Enhancer Journal Club: Polycomb potentiates meis2 activation in midbrain by mediating interaction of the promoter...
Much of the tissue specific gene-expression required for development appears to be driven by cis-regulatory elements like enhancers, but I think the field has a long way to go in understanding how these elements work mechanistically. One nice paper on this subject has recently been published by Haruhiko Koseki's lab out of from RIKEN. The abstract is as follows:
Polycomb-group (PcG) proteins mediate repression of developmental regulators in a reversible manner, contributing to their spatiotemporally regulated expression. However, it is poorly understood how PcG-repressed genes are activated by developmental cues. Here, we used the mouse Meis2 gene as a model to identify a role of a tissue-specific enhancer in removing PcG from the promoter. Meis2 repression in early development depends on binding of RING1B, an essential E3 component of PcG, to its promoter, coupled with its association with another RING1B-binding site (RBS) at the 3' end of the Meis2 gene. During early midbrain development, a midbrain-specific enhancer (MBE) transiently associates with the promoter-RBS, forming a promoter-MBE-RBS tripartite interaction in a RING1-dependent manner. Subsequently, RING1B-bound RBS dissociates from the tripartite complex, leaving promoter-MBE engagement to activate Meis2 expression. This study therefore demonstrates that PcG and/or related factors play a role in Meis2 activation by regulating the topological transition of cis-regulatory elements.

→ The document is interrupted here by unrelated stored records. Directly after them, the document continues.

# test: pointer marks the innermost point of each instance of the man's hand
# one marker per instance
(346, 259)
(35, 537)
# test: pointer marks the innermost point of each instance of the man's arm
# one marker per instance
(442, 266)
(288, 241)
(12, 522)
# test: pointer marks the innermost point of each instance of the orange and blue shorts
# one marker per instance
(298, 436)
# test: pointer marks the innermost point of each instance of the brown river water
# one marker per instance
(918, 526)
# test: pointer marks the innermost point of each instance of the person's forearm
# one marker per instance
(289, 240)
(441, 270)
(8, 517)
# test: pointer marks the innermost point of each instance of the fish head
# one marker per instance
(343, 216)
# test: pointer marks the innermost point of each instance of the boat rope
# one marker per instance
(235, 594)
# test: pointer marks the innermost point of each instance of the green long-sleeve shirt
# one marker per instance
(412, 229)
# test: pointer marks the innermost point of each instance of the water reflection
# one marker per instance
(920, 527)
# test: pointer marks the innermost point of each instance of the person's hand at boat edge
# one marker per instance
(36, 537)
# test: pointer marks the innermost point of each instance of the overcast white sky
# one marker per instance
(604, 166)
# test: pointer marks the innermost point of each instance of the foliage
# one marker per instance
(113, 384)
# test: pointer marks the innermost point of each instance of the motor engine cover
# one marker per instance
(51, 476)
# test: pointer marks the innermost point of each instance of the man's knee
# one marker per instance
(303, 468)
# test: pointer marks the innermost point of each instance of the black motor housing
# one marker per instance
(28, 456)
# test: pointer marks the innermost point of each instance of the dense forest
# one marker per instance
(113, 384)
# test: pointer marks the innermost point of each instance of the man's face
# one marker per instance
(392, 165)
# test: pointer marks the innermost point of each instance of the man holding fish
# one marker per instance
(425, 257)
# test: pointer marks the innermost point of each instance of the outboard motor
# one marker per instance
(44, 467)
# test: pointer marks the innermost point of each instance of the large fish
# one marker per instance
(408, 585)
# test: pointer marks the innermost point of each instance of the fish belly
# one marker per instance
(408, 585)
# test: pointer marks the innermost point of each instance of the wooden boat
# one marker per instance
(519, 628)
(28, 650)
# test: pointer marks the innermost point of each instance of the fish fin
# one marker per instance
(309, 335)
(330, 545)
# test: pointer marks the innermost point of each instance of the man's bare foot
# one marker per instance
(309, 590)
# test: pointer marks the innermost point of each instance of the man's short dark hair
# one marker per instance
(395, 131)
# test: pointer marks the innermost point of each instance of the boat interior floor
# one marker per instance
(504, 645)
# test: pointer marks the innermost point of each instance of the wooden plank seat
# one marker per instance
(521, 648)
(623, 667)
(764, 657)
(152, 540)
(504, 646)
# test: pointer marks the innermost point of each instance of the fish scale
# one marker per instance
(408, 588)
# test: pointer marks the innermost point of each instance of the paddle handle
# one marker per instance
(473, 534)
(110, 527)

So in short, the authors contend that the Meis2 gene is bound by the polycomb-group protein RING1B, which represses it's expression. It also makes a DNA loop to contact another nearby RING1B site. When the gene needs to be activated during development, a tissue specific enhancer forms a new DNA loop to contact the Meis2 promoter and the contact between the promoter and the downstream RING1B site are lost. I think the most interesting feature of this paper is the isolation of the intermediate complex with both the RING1B site and the enhancer interacting with the promoter at the same time. Without this time point captured, one might assume that the repressive RING1B interaction is lost before the new activating interaction with the enhancer is gained.

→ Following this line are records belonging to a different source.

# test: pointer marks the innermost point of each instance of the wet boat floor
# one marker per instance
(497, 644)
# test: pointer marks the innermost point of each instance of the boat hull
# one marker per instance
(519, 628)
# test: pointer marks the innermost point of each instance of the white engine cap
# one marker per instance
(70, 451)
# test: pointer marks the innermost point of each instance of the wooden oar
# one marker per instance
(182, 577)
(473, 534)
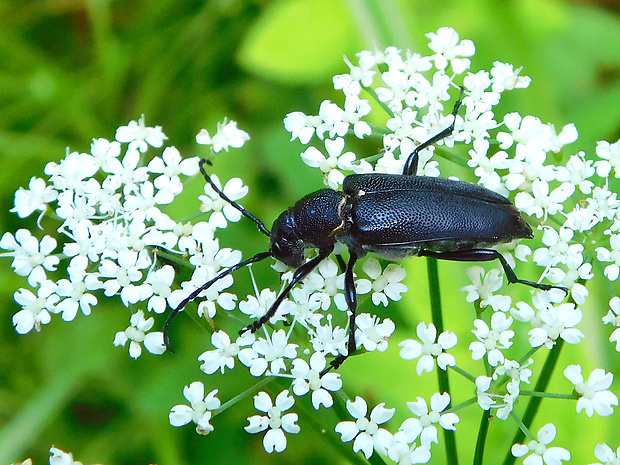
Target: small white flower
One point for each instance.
(137, 333)
(301, 126)
(366, 432)
(504, 77)
(594, 393)
(483, 289)
(429, 350)
(539, 451)
(222, 210)
(268, 353)
(557, 322)
(372, 334)
(403, 452)
(36, 197)
(610, 158)
(28, 253)
(199, 411)
(59, 457)
(140, 136)
(308, 378)
(36, 309)
(225, 352)
(491, 341)
(445, 43)
(227, 135)
(387, 283)
(275, 422)
(424, 425)
(613, 317)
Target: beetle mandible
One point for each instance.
(392, 216)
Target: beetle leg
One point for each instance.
(411, 165)
(350, 296)
(300, 273)
(256, 258)
(487, 255)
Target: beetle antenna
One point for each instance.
(411, 166)
(256, 258)
(261, 226)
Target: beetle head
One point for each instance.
(286, 245)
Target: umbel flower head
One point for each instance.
(109, 228)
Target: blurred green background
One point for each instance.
(73, 70)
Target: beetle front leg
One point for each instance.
(487, 255)
(350, 296)
(300, 273)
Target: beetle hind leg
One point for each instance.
(350, 295)
(487, 255)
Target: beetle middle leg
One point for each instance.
(487, 255)
(350, 296)
(411, 165)
(300, 273)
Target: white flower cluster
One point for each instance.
(111, 212)
(112, 216)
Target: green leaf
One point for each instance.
(299, 41)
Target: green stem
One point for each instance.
(442, 376)
(548, 395)
(482, 437)
(534, 403)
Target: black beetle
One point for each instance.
(393, 216)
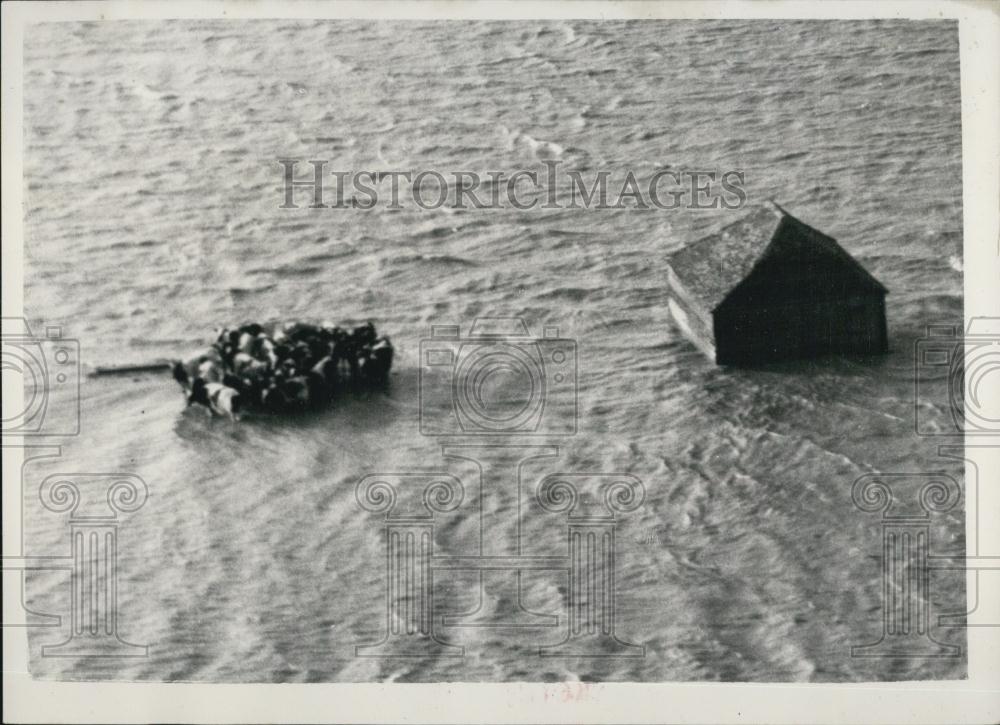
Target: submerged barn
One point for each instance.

Another very interesting feature is that the new interaction appears to depend on RING1B in some way. The implications of this are a little unclear as far as I can tell, as the first interaction (RING1B site - promoter) is also dependent on the presence of RING1B. When the authors knock out RING1B before the intermediate "triplet" interaction is formed, they no longer detect the repressive interaction, the intermediate or the activating interactions. To me this leaves unanswered whether the formation of the new enhancer-promoter interaction is really dependent on the physical presence of RING1B at some of these interacting sites, or whether it is simply dependent on the prior interaction between the promoter and the repressive site. Another very interesting question is at what stage the gene becomes active - is it when the enhancer begins to interact with the promoter in the intermediate complex or only when the repressive site is evicted? This could perhaps be answered by DNA/RNA FISH and might give some insight into the molecular mechanisms that might be involved here.
Overall, it's a very interesting paper which leaves a lot of new questions to be picked apart. I think these are exactly the kind of questions that could be answered with new Zinc-Finger/TAL technology in the next few years. For example, what would happen if you used a Zinc Finger to recruit the enhancer to the repressive complex outside of it's normal developmental complex? Is the interaction itself sufficient for evicting the RING1B site or is there another necessary signal? Just one example of how I think this technology could really help us start to unravel what is really going on in these sorts of systems.